А бабушка опять копается в ящике и из-под стопки чистого белья вынимает деньги, три синенькие пятерки, и протягивает их мне.
— Возьми, — говорит она. — Хотела себе на похороны отложить, но ты возьми.
— Что ты, бабушка, что ты!..
— Не обижай, Саша, возьми…
Господи, да разве можно такое вытерпеть? Тут и у меня щиплет глаза, и я сдавленно шепчу:
— Бабуся, милая, не мучай меня, спрячь, пожалуйста, свои деньги, ради бога, спрячь…
Она со вздохом кладет пятерки на прежнее место и идет проводить меня до улицы. Я не отговариваю ее, потому что знаю — все равно не отговорю. В парадном холодно. Зимой в подъезде так удивительно пахнет снегом, его морозной свежестью, что мгновенно пьянеешь. Но сейчас не зима, а осень, и вся земля у парадного испятнана красными кленовыми листьями. Парк-то вон он, рядом. Пламенеют огромные клены, синеют темно-каменные дубы, словно россыпью медных копеечек окружены березы… Мы доходим до угла нашего корпуса, и я думаю: только бы не забыть прислать бабушке с Севера оленьи, или нет, лучше нерпичьи тапочки, только бы не забыть… Не то будут до последнего срока преследовать и мучить меня своей худобой эти восковые бабушкины ноги в больших старых калошах…

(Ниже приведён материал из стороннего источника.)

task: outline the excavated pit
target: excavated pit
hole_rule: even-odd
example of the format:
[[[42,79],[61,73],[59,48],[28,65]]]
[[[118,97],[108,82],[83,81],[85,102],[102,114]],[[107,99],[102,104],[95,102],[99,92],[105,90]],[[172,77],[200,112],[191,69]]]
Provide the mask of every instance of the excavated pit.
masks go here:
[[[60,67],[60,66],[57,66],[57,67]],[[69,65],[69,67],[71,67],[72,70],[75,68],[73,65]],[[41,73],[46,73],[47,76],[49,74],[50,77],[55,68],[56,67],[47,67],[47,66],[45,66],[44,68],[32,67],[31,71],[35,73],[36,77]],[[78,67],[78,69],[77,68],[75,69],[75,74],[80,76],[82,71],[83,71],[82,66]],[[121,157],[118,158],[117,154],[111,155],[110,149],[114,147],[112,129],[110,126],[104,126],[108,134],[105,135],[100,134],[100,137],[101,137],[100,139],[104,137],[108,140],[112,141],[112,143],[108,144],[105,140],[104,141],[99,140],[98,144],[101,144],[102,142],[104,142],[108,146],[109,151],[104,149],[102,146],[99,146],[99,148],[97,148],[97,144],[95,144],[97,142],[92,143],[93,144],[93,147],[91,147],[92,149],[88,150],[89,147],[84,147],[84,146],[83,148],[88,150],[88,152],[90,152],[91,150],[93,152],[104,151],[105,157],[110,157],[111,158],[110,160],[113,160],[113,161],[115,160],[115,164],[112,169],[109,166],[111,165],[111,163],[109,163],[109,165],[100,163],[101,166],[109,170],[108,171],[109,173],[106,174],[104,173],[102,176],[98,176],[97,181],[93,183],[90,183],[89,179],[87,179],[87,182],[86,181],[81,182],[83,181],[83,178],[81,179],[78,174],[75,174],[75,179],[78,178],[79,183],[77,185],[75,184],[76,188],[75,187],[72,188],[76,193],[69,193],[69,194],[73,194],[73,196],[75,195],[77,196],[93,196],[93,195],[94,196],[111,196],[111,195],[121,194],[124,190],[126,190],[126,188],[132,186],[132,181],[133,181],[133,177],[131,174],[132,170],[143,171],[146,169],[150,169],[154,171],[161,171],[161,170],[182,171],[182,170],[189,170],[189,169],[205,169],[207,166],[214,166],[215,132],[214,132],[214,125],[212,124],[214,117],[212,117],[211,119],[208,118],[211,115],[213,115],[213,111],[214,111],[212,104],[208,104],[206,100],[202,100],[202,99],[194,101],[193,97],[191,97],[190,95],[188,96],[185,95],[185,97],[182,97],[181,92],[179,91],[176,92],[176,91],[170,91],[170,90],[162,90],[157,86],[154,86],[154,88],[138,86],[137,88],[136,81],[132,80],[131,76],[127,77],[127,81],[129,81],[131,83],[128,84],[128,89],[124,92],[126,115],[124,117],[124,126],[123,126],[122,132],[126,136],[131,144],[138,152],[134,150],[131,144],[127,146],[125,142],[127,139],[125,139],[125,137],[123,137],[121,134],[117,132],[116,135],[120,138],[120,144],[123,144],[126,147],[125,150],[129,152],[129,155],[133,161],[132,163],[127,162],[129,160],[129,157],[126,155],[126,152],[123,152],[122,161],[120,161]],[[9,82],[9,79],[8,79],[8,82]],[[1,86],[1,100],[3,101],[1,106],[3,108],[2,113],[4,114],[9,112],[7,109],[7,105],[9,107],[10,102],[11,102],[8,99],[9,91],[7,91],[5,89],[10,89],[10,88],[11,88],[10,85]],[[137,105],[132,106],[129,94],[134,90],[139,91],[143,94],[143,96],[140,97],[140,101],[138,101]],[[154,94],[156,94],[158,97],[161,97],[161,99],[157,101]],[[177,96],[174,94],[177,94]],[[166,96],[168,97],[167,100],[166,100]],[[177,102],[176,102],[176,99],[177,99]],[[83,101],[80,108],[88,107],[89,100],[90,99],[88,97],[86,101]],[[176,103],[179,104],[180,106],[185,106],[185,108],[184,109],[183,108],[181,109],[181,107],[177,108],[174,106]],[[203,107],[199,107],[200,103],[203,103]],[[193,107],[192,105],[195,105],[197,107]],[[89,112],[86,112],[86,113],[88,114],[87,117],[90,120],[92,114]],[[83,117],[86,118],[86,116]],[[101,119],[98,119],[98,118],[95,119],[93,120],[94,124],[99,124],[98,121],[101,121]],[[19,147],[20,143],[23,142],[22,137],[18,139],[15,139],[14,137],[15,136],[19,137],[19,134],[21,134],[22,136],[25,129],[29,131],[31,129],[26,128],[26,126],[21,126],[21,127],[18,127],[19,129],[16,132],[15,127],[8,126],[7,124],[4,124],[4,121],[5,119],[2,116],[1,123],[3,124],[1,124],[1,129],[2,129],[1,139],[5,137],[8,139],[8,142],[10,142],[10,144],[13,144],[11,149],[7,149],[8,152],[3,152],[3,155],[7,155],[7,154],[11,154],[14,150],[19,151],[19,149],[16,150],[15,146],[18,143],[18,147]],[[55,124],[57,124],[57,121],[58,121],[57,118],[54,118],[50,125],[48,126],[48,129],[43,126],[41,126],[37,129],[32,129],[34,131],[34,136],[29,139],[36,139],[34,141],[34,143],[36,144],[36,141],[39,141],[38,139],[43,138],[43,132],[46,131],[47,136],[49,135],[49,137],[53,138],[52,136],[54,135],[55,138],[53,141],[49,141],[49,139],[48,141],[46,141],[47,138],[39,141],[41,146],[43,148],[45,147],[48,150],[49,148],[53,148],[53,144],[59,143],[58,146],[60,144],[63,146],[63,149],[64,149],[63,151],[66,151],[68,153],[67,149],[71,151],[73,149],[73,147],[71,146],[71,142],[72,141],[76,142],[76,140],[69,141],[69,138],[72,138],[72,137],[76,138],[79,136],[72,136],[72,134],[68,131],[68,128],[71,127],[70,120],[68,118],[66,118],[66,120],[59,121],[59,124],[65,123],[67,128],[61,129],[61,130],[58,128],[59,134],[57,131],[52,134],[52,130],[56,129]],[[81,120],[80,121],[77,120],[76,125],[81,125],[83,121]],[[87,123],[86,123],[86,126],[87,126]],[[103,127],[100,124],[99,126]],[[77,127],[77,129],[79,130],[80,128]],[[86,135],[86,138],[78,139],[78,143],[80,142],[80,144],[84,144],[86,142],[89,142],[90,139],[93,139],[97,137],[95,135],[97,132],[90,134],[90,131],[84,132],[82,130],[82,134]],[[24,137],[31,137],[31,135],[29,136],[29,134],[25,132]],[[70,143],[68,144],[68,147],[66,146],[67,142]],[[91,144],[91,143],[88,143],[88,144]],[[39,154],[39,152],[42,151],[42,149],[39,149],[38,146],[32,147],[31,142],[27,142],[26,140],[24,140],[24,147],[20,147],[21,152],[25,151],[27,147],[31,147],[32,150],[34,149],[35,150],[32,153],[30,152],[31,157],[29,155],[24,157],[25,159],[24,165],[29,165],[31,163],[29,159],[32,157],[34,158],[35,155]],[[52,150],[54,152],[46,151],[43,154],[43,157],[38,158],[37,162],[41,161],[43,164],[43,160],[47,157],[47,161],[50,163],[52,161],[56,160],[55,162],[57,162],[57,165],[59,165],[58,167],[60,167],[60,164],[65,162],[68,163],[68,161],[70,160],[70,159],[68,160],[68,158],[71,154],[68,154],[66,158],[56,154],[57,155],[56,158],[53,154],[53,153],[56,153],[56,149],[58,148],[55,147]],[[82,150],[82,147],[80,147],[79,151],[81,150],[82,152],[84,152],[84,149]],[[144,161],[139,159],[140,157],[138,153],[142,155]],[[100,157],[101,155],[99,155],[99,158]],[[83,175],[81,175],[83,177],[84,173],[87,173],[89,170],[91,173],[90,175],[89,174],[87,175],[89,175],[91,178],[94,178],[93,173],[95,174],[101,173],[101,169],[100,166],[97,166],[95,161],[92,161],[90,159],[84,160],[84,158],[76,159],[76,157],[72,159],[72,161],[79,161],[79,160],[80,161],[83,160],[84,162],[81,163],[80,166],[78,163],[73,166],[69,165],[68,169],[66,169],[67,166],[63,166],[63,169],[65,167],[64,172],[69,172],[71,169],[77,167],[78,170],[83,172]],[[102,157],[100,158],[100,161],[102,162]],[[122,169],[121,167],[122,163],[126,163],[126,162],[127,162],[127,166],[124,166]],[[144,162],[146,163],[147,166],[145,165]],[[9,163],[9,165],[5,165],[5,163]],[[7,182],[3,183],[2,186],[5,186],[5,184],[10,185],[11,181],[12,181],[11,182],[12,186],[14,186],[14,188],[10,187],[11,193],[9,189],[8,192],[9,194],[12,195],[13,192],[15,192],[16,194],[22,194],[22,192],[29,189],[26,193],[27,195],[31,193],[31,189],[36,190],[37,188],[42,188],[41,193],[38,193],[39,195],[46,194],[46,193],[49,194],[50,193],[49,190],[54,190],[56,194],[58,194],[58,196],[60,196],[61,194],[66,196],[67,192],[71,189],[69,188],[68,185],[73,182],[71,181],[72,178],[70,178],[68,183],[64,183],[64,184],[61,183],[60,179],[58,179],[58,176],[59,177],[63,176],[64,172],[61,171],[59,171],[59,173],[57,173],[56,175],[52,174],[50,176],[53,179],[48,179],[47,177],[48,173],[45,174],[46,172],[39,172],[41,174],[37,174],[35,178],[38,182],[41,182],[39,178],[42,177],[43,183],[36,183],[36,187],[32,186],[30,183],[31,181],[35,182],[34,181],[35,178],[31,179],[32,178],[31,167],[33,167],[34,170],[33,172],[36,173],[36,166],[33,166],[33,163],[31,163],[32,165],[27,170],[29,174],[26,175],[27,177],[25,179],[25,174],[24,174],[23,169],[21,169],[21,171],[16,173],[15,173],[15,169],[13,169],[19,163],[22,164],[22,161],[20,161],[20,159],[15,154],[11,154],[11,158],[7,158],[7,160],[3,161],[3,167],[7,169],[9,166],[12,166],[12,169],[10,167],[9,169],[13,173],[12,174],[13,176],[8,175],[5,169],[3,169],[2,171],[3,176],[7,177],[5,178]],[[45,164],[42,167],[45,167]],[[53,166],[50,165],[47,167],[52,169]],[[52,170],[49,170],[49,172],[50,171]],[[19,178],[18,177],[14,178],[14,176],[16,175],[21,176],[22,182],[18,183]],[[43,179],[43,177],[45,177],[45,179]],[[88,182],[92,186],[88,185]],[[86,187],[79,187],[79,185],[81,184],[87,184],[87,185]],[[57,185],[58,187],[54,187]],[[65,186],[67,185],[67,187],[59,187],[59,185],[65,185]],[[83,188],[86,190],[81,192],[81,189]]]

Не могу уйти сразу, не могу.
— Ты иди, Саша, я не буду плакать, — говорит бабушка, — я не буду плакать.
А сама уже плачет и тянет ко мне дрожащие руки, пытается приподняться на цыпочки, чтобы поцеловать. Я наклоняюсь к ней, и она непослушными губами припадает к моей щеке и опять шепчет:
— Я не буду, не буду плакать, Саша, только ты не бросай меня, голубчик мой! Я постараюсь не умереть эту зиму, только ты возвращайся! А теперь ступай. Спасибо тебе.
Я делаю несколько шагов, оборачиваюсь и вижу, как моя бабушка Лена, никогда не верившая в бога, мелко крестит мне спину. Я машу ей рукой и еще раз оборачиваюсь только у самого магазина, в потолке которого тщательно замазана и забелена дырка от пули. Я оборачиваюсь и вижу мою бабушку возле нашего корпуса, цепочку черных старых сараев, старый парк и перед ним поляну, заросшую крупными поздними ромашками…
Это все и есть моя родина, как принято сейчас говорить, малая родина. Я знаю, что есть места красивее и величественнее, веселей и примечательней, но мне всегда снятся эти места, и иной Родины для себя я не хочу и не могу представить.